A Hagadá tradicional afirma: “Clamamos ao Senhor, D’us de nossos pais, como se diz: Durante este longo período, o rei do Egito morreu, e os filhos de Israel gemeram de sofrimento e gritaram e os clamores de sua servidão se elevaram até D’us.” A Hagadá de Hitler diz: “Clamamos a Roosevelt, bendito seja, como está escrito: E Hyndenburg morreu e Hitler se levantou de suas ruínas e os israelitas gemeram de sofrimento e gritaram e Roosevelt escutou seus gritos sob a tensão da opressão”.

Onde a Hagadá tradicional fala do poder divino, da compaixão e da salvação de D’us, Nissim foca nos seres humanos. Os judeus clamam a Roosevelt, que escuta seus gritos. Nissim inclusive se refere ao presidente Roosevelt como “tabaraka shemiyato” (itbarach shemó, em hebraico) “que seu nome seja bendito”, uma frase geralmente reservada a D’us. Roosevelt não é o único líder aliado que ocupa o lugar de D’us. Mais adiante na Hagadá de

Nissim, se lê: “Portanto, devemos agradecer à Rússia, honrar e glorificar

Stálin”. Nos tempos modernos, particularmente nos ciclos sionistas seculares, reescrever Hagadot para concentrar-se não em D’us, se não nas vitórias dos líderes judeus do passado (Moisés, Miriam etc.) ou inclusive do presente (os pioneiros sionistas), não é tão incomum.
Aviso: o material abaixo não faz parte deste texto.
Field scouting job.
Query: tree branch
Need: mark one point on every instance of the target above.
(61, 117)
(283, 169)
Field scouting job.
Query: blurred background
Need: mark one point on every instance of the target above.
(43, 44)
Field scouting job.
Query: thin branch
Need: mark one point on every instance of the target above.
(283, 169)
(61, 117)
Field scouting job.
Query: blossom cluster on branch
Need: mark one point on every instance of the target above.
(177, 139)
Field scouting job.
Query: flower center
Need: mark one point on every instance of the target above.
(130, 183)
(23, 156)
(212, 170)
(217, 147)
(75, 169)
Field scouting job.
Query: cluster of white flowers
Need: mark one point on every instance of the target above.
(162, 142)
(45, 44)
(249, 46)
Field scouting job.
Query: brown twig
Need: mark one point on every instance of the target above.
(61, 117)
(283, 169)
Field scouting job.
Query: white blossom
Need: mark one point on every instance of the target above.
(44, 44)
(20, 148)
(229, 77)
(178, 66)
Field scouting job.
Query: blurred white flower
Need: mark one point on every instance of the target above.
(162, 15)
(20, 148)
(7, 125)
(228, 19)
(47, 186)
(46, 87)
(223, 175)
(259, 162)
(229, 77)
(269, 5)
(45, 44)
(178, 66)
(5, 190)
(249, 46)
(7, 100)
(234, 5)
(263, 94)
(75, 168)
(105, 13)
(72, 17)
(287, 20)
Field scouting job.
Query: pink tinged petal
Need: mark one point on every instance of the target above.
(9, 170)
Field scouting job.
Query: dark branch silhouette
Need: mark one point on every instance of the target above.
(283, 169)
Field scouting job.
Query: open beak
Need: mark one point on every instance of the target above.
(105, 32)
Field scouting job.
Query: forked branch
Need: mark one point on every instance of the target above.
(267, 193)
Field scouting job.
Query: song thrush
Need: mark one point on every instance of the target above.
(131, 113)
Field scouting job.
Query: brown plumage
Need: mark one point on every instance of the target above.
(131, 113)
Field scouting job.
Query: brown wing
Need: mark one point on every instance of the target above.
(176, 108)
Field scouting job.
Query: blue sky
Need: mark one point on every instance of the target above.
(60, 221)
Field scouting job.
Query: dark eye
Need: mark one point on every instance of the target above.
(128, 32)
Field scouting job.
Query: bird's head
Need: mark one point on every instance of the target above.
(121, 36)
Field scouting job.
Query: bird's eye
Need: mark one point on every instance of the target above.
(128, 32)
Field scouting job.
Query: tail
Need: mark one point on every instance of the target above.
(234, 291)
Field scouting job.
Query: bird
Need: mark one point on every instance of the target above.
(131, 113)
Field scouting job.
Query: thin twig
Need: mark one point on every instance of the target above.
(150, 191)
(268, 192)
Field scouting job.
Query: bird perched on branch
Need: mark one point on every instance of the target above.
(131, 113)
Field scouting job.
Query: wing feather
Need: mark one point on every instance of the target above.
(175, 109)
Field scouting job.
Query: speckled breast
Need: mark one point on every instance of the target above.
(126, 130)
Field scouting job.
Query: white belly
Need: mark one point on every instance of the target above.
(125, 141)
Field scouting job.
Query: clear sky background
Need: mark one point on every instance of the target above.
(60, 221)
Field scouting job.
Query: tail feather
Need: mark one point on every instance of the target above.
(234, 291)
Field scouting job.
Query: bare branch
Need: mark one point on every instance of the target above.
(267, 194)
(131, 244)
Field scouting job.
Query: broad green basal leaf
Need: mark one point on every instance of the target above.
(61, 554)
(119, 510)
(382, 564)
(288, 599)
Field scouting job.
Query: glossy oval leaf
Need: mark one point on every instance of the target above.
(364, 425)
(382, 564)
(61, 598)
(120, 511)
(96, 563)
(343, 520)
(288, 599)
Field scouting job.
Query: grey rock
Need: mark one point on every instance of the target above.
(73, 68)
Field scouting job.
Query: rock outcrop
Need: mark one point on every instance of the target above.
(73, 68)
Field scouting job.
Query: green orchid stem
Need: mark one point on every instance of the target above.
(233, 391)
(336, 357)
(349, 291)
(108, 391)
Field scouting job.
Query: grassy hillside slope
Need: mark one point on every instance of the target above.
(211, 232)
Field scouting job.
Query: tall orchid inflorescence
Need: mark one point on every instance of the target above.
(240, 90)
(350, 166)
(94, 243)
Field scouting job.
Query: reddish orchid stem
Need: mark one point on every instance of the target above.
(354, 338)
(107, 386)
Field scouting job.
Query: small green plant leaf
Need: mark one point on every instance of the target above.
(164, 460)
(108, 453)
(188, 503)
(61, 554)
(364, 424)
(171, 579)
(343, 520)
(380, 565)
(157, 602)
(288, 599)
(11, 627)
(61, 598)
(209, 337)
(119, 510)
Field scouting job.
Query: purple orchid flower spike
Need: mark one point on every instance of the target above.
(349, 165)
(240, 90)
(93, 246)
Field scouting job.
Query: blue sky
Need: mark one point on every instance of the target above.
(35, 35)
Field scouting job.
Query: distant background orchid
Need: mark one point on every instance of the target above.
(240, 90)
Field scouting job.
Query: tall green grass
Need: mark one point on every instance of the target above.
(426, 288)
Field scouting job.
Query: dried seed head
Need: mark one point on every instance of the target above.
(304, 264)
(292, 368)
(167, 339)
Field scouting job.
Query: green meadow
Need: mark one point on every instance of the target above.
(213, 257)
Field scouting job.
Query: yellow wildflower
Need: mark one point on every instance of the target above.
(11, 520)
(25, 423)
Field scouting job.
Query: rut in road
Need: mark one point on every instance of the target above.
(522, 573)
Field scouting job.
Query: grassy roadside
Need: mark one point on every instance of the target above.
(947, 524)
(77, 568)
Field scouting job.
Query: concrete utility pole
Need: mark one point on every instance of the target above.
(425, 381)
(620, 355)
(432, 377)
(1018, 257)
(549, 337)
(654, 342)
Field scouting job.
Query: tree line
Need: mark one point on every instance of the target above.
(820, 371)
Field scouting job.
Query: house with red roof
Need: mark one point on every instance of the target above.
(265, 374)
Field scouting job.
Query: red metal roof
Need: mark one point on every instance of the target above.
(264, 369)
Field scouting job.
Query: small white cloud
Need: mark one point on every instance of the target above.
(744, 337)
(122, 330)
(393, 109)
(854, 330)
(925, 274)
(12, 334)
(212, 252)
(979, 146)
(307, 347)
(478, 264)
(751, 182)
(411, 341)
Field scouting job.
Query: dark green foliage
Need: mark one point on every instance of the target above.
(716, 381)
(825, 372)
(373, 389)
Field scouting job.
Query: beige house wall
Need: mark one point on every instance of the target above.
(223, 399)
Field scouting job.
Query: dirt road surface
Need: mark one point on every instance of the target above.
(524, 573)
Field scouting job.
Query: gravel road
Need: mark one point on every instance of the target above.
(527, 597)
Colocar os líderes não judeus no cenário central da Hagadá, sim, é. Se bem que não se pode culpar Nissim por sua ignorância sobre o futuro. Em retrospectiva, seu estado de ânimo festivo sobre a derrota de Hitler no Norte da África em 1943 é discordante, já que milhões de judeus ainda estavam por morrer na Europa, nas mãos de Hitler. A dissonância faz com que o trabalho de Nissim seja ainda mais fascinante. Mostra como um judeu não europeu naquele período podia estar tão isolado e, ao mesmo tempo, ser tão atrevidamente secularizado e moderno.